3 現

「なんだ、思ったより元気そうじゃないか」

 最初に面会にやって来たのは同僚だ。

「全治一月近いと聞かされて、さぞ惨い状態でいると想像したのに、まあ良かったな」

「お生憎さま」

 わたしはそう応じようとするが、口が思うように動かない。それでフニャフニャとした発音を返す。

 するとそんなわたしの様子を見た同僚が、

「ああ、無理しなくていいから」

 と心配する。

「こっちが勝手に喋るから、黙って聞いていればいいよ」

 と続ける。

 ああ、それならば、返事がしたくなるような言葉をかけるな、とわたしは強く心に思うが口にしない。

「ありがとう」

 フニャフニャ語で返しただけだ。

「いいから、いいから、黙って、黙って。元々市子さん、口数の多い方じゃないし」

 それはアンタと話しても愉しくないからだよ、とわたしは言わない。黙って小さく首肯くだけだ。

 わたしはとても気が弱い。それと反比例してプライドだけは肥大している。主としてそのことが原因でわたしは他人との会話が苦手だが、社会人になってから他人にそれを説明したことはない。わざわざ説明しなくても、わかるヤツにはわかるだろうというスタンスだ。
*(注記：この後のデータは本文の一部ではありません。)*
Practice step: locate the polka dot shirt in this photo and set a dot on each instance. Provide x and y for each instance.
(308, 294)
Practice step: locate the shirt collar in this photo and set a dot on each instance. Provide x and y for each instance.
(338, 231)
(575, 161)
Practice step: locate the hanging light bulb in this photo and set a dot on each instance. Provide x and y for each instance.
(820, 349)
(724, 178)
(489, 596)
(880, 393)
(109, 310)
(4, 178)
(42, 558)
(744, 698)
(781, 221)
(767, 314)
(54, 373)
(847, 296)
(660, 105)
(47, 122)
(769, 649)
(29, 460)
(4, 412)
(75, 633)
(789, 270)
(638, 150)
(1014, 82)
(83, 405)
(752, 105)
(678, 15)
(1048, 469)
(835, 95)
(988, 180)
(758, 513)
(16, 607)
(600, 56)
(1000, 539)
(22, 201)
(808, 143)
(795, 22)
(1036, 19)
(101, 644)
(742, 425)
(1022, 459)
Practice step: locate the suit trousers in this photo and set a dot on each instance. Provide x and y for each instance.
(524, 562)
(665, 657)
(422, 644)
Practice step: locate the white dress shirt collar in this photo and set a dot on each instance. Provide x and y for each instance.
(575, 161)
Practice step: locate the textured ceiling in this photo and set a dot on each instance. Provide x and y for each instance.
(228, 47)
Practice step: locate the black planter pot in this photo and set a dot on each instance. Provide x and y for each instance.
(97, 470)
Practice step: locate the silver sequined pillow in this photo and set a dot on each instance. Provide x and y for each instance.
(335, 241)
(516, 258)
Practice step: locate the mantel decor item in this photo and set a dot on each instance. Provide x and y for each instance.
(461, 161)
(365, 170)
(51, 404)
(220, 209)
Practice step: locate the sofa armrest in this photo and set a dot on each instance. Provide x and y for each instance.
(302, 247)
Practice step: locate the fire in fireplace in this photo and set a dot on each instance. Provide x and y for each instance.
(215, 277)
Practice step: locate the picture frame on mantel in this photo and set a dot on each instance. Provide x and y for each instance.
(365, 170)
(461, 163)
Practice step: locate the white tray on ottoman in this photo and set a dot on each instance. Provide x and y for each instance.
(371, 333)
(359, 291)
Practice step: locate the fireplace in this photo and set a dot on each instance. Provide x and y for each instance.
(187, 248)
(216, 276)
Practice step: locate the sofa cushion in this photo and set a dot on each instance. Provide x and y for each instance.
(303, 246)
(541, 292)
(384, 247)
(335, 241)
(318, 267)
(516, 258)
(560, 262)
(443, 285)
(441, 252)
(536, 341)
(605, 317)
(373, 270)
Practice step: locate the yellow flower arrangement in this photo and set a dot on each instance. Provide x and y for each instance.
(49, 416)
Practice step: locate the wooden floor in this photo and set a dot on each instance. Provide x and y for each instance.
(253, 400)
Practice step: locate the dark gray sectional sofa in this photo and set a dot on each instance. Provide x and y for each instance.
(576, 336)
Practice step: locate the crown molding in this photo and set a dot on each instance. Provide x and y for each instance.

「松原さん、突き飛ばされたんだってね。怖いねえ。世の中には酷いことするヤツがいるねえ」

 わたし自身にはっきりした記憶はないが、現場検証の結果ではそうなるようだ。背中に衝撃を感じたことだけを憶えている。今では暗渠だが、昔は上水が流れていて、その堤だった部分と合わせて長い公園になっている地域が事件現場。通常の道より三メートルほど高くなった公園の堤の部分を歩いていたわたしが後ろから何者かに突き飛ばされ、土が盛られた暗渠上の叢の中に転がり落ちる。背骨とか顎とか身体の重要部分は無事だったが、脚と腕を骨折する。擦傷/切傷も無数にある。堤の下部が地震や災害で崩れ落ちないようにコンクリート補強されていて、そこに強か頭を打つけたので転倒落下直後には大きな瘤があったそうだ。今ではない。……と言うより、気づいたときには引っ込んでいる。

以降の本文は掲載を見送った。